Wenn Krankenkassen einen Zusatzbeitrag verlangen: Kunden können kündigen

Seit dem 1. Januar 2011 gilt für alle gesetzlichen Krankenkassen der einheitliche Beitragssatz von 15,5 Prozent.

Jede Kasse darf außerdem einen Zusatzbeitrag in unbegrenzter Höhe erheben, wenn sie mit den ihr zu Verfügung stehenden finanziellen Mitteln nicht auskommt. Dieser Beitrag ist allein vom Versicherten unabhängig vom Einkommen zu tragen.

Der Gesetzgeber hat jedoch ein Sozialausgleich für den Fall vorgesehen, dass die Belastung eines Versicherten durch den Zusatzbeitrag zwei Prozent des beitragspflichtigen Einkommens übersteigt. Als Rechengrundlage gilt dabei nicht der tatsächlich von der eigenen Krankenkasse eingezogene Betrag, sondern ein statistischer Wert – der durchschnittliche Zusatzbeitrag – der im Voraus jeweils für das Folgejahr ermittelt wird (im Jahr 2011 beläuft sich dieser Wert auf null). Verlangt eine Kasse mehr als den Durchschnitt, erhalten ihre Versicherten für die Mehrkosten keinen Ausgleich.

Erhebt eine Krankenkasse erstmals einen Zusatzbeitrag oder erhöht diesen, haben alle Mitglieder der Kasse ein Sonderkündigungsrecht und können zu einem günstigeren Konkurrenten wechseln.

Ein Wechsel ist auch möglich, wenn eine bisher gewährte Prämienzahlung an den Versicherten reduziert wird oder ganz wegfällt. Dieses Sonderkündigungsrecht gilt auch dann, wenn Versicherte erst kürzlich Mitglied in einer anderen Kasse geworden sind. Es setzt die übliche achtzehnmonatige Mindestbindung nach Beitritt zu einer Krankenkasse außer Kraft.

Jede Kasse muss ihre Versicherten spätestens einen Monat, bevor sie den Zusatzbeitrag erhebt (Fälligkeitstermin) oder die Prämie reduziert, auf das Sonderkündigungsrecht aufmerksam machen. So ist gesichert, dass bei einer fristgerechten Kündigung durch den Versicherten keine zusätzlichen Belastungen anfallen.

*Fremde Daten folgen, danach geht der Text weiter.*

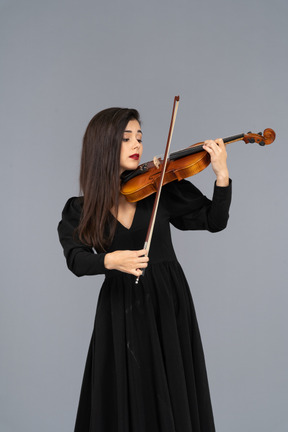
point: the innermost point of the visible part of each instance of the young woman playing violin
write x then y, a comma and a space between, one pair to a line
145, 369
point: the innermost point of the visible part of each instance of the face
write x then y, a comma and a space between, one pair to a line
131, 148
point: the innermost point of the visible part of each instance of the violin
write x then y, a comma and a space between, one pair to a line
137, 185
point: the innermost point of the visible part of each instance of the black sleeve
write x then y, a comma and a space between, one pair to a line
81, 259
190, 210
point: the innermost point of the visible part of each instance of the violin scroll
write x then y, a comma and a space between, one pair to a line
266, 138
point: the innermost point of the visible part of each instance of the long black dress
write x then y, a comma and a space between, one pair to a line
145, 369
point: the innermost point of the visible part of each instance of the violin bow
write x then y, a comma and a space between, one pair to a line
159, 188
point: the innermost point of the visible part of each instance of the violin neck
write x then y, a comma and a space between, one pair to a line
199, 147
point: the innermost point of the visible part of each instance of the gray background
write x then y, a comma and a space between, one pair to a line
63, 61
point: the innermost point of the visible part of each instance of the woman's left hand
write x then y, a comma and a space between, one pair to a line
218, 155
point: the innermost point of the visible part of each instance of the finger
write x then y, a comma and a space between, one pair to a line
220, 142
142, 252
136, 272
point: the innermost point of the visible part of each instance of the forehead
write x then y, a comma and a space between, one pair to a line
133, 126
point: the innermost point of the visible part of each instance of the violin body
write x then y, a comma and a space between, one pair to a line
144, 181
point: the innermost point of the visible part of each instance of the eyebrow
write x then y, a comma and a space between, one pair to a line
139, 131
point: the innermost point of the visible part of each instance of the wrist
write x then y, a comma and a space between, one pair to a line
108, 261
222, 179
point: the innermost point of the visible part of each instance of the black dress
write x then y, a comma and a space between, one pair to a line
145, 369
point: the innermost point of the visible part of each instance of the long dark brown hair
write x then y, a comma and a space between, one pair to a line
100, 175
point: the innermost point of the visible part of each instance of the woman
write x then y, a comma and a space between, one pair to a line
145, 368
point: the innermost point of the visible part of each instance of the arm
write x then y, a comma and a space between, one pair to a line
82, 260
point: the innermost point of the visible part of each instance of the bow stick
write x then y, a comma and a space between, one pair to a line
157, 197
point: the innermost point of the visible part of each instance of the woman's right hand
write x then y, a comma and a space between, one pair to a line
127, 261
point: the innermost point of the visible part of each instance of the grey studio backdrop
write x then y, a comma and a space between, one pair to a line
63, 61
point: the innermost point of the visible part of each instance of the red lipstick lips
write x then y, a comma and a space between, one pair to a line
135, 156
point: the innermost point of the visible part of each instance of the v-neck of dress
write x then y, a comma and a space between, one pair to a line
133, 219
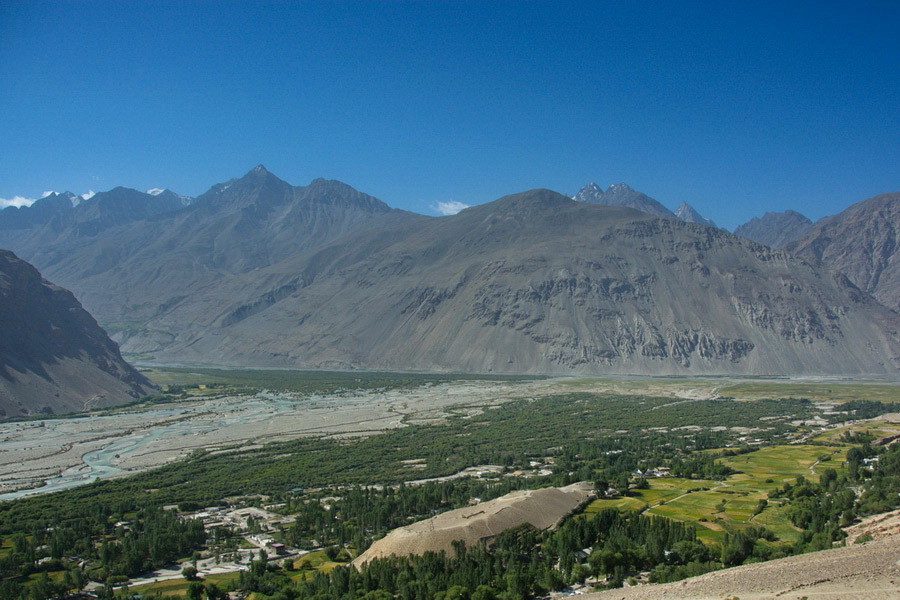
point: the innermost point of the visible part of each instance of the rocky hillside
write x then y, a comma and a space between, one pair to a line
542, 509
620, 194
689, 214
531, 283
775, 229
169, 258
54, 358
862, 243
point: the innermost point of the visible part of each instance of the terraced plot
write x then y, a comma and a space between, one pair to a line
717, 507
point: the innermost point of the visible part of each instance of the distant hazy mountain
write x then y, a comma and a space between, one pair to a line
537, 283
621, 194
688, 214
862, 243
140, 264
40, 213
775, 229
259, 272
53, 356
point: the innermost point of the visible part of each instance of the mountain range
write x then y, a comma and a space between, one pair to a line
54, 357
258, 272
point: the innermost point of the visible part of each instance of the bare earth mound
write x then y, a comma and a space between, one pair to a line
542, 508
858, 572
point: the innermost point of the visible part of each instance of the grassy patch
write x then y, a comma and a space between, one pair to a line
719, 507
824, 392
178, 587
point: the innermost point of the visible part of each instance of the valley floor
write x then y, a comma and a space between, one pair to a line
859, 572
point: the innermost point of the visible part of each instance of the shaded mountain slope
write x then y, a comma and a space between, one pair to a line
862, 243
53, 355
166, 258
775, 229
535, 282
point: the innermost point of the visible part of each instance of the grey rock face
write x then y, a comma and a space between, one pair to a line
258, 272
775, 229
621, 194
688, 214
536, 283
861, 243
53, 355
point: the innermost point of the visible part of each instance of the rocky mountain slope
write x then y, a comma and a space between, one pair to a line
259, 272
535, 282
775, 229
689, 214
53, 356
862, 243
156, 261
542, 509
620, 194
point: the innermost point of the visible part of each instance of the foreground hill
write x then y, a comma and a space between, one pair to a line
542, 509
535, 282
53, 355
861, 242
860, 572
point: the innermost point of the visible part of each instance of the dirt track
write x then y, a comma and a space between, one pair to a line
859, 572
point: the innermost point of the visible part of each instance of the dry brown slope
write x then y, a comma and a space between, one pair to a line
863, 243
537, 283
860, 572
53, 356
541, 508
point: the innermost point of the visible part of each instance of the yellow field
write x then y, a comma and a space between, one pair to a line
718, 507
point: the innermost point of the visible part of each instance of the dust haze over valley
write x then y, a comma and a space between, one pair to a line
528, 300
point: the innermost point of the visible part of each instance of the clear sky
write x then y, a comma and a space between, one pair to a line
737, 108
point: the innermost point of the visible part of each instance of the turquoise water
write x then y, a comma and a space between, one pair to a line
99, 464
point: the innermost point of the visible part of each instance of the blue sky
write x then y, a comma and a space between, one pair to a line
737, 108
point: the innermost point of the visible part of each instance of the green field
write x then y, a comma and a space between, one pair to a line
824, 392
178, 587
729, 505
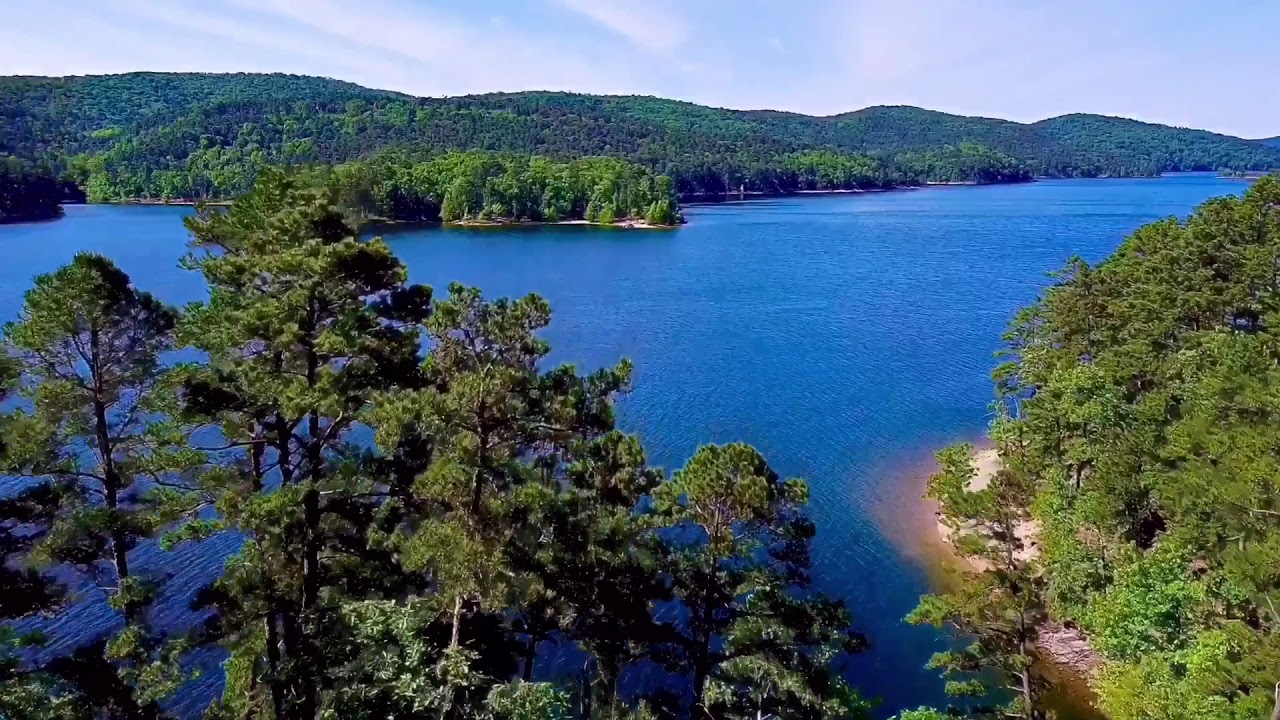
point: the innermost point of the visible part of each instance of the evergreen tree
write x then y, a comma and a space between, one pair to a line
86, 437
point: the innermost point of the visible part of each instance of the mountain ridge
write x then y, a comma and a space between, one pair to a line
129, 127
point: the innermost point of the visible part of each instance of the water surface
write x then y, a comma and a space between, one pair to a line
844, 336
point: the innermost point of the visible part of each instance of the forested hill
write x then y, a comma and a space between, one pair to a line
218, 128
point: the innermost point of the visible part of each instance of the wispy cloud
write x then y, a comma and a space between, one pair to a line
647, 23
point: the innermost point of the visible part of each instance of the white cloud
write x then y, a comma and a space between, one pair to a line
242, 30
644, 23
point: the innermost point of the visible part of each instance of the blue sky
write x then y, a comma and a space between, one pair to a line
1197, 63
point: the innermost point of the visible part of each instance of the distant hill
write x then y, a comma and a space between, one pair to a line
126, 130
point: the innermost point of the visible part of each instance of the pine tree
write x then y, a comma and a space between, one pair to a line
305, 323
87, 437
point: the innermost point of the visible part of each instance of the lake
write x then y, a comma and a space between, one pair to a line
845, 336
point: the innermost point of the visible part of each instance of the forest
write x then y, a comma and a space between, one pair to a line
1139, 438
28, 192
460, 187
200, 136
432, 522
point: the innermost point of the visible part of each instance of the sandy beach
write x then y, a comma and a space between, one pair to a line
986, 463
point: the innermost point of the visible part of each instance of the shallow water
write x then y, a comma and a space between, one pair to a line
844, 336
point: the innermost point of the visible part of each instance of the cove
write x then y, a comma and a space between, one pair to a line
845, 336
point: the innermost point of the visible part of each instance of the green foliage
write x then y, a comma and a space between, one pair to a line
201, 136
461, 187
1138, 406
27, 192
429, 513
99, 474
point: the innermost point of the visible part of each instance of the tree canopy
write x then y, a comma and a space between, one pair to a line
433, 520
154, 135
27, 192
1137, 419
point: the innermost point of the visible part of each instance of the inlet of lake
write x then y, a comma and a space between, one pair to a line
845, 336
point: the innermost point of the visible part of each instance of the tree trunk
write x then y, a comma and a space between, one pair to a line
273, 664
112, 481
457, 621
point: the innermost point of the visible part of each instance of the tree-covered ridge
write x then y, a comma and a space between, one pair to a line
487, 186
27, 192
1139, 432
435, 522
215, 130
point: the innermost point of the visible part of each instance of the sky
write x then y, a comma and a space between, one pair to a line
1194, 63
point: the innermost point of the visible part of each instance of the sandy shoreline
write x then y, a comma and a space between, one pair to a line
986, 464
1074, 660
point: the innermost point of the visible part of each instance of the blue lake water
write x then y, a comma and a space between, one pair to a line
845, 336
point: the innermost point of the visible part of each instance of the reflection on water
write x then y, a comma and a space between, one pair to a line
844, 336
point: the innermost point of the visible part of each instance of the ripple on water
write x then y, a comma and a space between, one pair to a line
845, 336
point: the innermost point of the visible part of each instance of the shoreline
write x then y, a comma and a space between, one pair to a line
621, 224
1070, 664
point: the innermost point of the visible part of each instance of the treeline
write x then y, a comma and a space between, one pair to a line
452, 532
475, 186
1141, 441
27, 192
156, 135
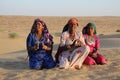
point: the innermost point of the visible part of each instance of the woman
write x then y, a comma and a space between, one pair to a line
72, 50
39, 46
93, 41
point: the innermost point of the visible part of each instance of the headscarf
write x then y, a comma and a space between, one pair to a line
71, 21
90, 24
45, 31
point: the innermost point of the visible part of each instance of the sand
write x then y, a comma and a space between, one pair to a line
13, 63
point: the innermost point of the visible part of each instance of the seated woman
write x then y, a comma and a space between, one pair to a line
93, 41
39, 46
72, 50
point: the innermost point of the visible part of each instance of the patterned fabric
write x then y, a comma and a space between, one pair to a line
94, 44
69, 59
40, 58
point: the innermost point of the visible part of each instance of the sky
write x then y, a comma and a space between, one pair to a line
60, 7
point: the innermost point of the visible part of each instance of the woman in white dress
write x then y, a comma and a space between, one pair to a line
72, 50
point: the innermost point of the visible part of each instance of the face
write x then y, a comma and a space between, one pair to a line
39, 27
91, 30
72, 28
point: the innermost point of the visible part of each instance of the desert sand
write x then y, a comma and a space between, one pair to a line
13, 63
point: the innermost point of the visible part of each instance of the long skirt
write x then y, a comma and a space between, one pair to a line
68, 59
98, 60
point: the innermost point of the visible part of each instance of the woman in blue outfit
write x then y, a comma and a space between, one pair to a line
39, 46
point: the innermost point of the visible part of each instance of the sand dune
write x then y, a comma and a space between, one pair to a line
13, 65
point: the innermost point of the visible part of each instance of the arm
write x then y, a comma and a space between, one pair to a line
29, 44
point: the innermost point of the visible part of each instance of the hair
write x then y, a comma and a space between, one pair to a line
45, 30
86, 29
66, 27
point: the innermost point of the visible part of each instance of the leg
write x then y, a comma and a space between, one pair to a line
89, 61
79, 58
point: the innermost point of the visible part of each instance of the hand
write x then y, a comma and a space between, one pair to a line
78, 43
45, 47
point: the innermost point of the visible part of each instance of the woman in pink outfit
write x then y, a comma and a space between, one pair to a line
93, 41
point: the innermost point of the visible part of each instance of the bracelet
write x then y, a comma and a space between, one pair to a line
68, 47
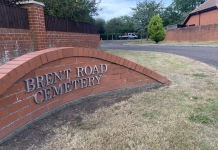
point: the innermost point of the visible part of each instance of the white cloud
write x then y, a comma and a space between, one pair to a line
116, 8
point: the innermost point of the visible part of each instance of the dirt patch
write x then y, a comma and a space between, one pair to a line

Kommt die Krankenkasse ihrer Hinweispflicht gegenüber einem Mitglied verspätet nach, verschiebt sich für dieses Mitglied die Erhebung des Zusatzbeitrags und die Frist für die Ausübung des Sonderkündigungsrechts um den entsprechenden Zeitraum.

Achtung: Einige Kassen verlangen die Zusatzbeiträge auch rückwirkend, das heißt: am Fälligkeitstermin werden auch Beiträge für vorangegangene Monate eingezogen. Wer sein Kündigungsrecht fristgerecht nutzt, muss jedoch auch in diesen Fällen keinen Zusatzbeitrag zahlen.

Ausnahmen: Das Sonderkündigungsrecht gilt nicht für freiwillige gesetzlich Versicherte, die einen speziellen Wahltarif zur Absicherung ihres Krankengeldes abgeschlossen haben.

Versicherte, die bereits 18 Monate einer Kasse angehören, können mit einer zweimonatigen Kündigungsfrist zum Monatsende auch ohne Berufung auf ihr Recht zur Sonderkündigung die Kasse wechseln. Sonderregelungen gelten für Versicherte, die sich für einen Wahltarif entschieden haben.

Urteil des Sozialgerichts Berlin
Nach Auffassung des Berliner Sozialgerichts (Az.: S 73 KR 15/11 und S 73 KR 2306/10) hat die Deutsche Angestellten Krankenkasse ihre Versicherten über deren Sonderkündigungsrecht nicht ausreichend informiert, bevor sie im Jahr 2010 erstmalig den Zusatzbeitrag erhoben hat. Es gibt jedoch auch mehrere Entscheidungen, die zugunsten von Krankenkassen ausgegangen sind.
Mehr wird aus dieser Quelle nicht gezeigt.